Non seulement ce discours joue sur la peur en manipulant les chiffres pour désigner un ennemi, mais il est également sous-tendu par le concept de « grand remplacement » qui légitime le racisme par une volonté de protéger l’identité et la culture d’un pays — ce qui pour certains serait plus acceptable qu’une pure hiérarchie des races sans aucun fondement —. Or, cette théorie repose là encore sur des mensonges. Mais tout d’abord, c’est quoi le « grand remplacement » ? Pour faire simple, c’est une thèse qui a été popularisée par l’écrivain et militant politique français d’extrême droite, Renaud Camus qui nous explique qu'il existerait un complot visant à remplacer la population française par les populations étrangères et plus particulièrement les populations africaines (« les Arabes et les Noirs » ). Par la suite, le concept a été repris par de nombreux militants d’extrême droite dont Marine Le Pen, Nicolas Dupont Aignan et bien sûr Éric Zemmour qui en a fait son fond de commerce. Alors que, selon l’INSEE, l’immigration subsaharienne ne représente que 5% de la population française. Ainsi, la théorie du « grand remplacement » n’est qu’une stratégie politique qui joue sur la peur et le ressenti des gens afin de détourner l’attention d’une crise ou bien fédérer pendant une élection. Pire encore, elle vide complètement l’immigration de son sens historique et politique. Pour reprendre le cas tunisien, l’immigration subsaharienne dans cette zone du Maghreb n’est pas arrivée là par hasard. L’histoire du racisme anti-noir∙e∙s dans cette région, c’est aussi l’histoire de la traite arabo-musulmane qui a duré plusieurs siècles mais qui est pourtant régulièrement occultée de l’historiographie. Dans le cas de la Tunisie, sa position géographique la tient à l’écart des grands axes du commerce transsaharien. L’esclavage est donc la raison principale de l’arrivée de populations noires dont on a forcé l’assimilation sur son territoire et qui a duré jusqu’en 1846. Néanmoins, les anciens esclaves continuent d’être officieusement exploités par la suite et plusieurs clichés racistes vont perdurer. La présence de Tunisien∙ne∙s noir∙e∙s a donc une logique historique qui est complètement déformée par les propos de Kaïs Saïd. C’est ainsi que l’on assiste à des réactions xénophobes mais également à des violences qui sont purement négrophobes. Plus que la peur de l’étranger, dans cette conception le problème c’est les Noir∙e∙s.

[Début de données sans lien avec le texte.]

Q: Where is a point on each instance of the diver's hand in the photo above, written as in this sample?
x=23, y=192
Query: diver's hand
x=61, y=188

L’exemple tunisien illustre donc parfaitement en quoi un discours anti-immigration qui manipule l’histoire afin d’exalter les passions, tout en jouant sur la peur et les frustrations d’une population en pleine crise, est extrêmement dangereux car cela légitime la violence envers les minorités visées par cette « stratégie du bouc émissaire », qui n’est finalement qu’une rhétorique de politique politicienne sans réalité empirique.